Authors Professor Giovanni Muttoni of the University of Milan and Professor Dennis Kent of Columbia University aimed to resolve the disagreement. They have concluded that the first major Pleistocene ice age occurred around 900,000 years ago, based on shifts in oxygen isotopes

This aligns well with the genetic interpretation, but what about the archaeological gap? Muttoni and Kent reevaluated the sites in Europe and the Middle East that are supposed to reveal an earlier population crash and concluded that the dating is not as reliable as previously claimed.

Sampling of loess in Krakow-Zwierzniec, Poland. The researcher is standing level with evidence of early occupation by H. sapiens.
Image Credit: Giovanni Muttoni

There is also evidence of hominin presence in eastern Asia up to 2.1 million years ago, but these are so sparse that Muttoni and Kent argue it is not really possible to identify population shifts.

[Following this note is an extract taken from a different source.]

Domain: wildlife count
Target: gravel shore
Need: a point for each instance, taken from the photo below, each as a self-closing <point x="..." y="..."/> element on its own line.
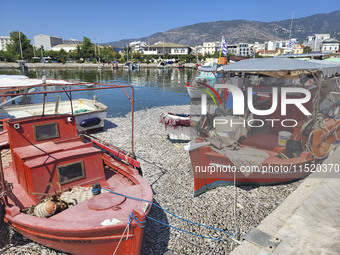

On the other hand, the pair argue sites of hominin habitation started appearing all over Eurasia around 900,000 years ago. They interpret this data as indicating that very dry conditions in Africa became so uncomfortable for our ancestors around this time that most died out. Meanwhile, low sea levels made it easier for the survivors to migrate out of Africa, becoming the ancestors of Neanderthals and Denisovans.

Muttoni and Kent claim that many other African animals, such as elephants, made similar migrations at the same time. 

The authors are uncertain whether other members of the human family really established an earlier presence in Eurasia.  If they did, Muttoni and Kent propose, they may have been outcompeted by the new arrivals or have died out earlier for different reasons. Either way, they left no legacy in the human genome, not even the small contributions Neanderthals and Denisovans made when the first H. sapiens made another journey out of Africa 100,000 years ago. 

The study is published in the Proceedings of the National Academy of Sciences.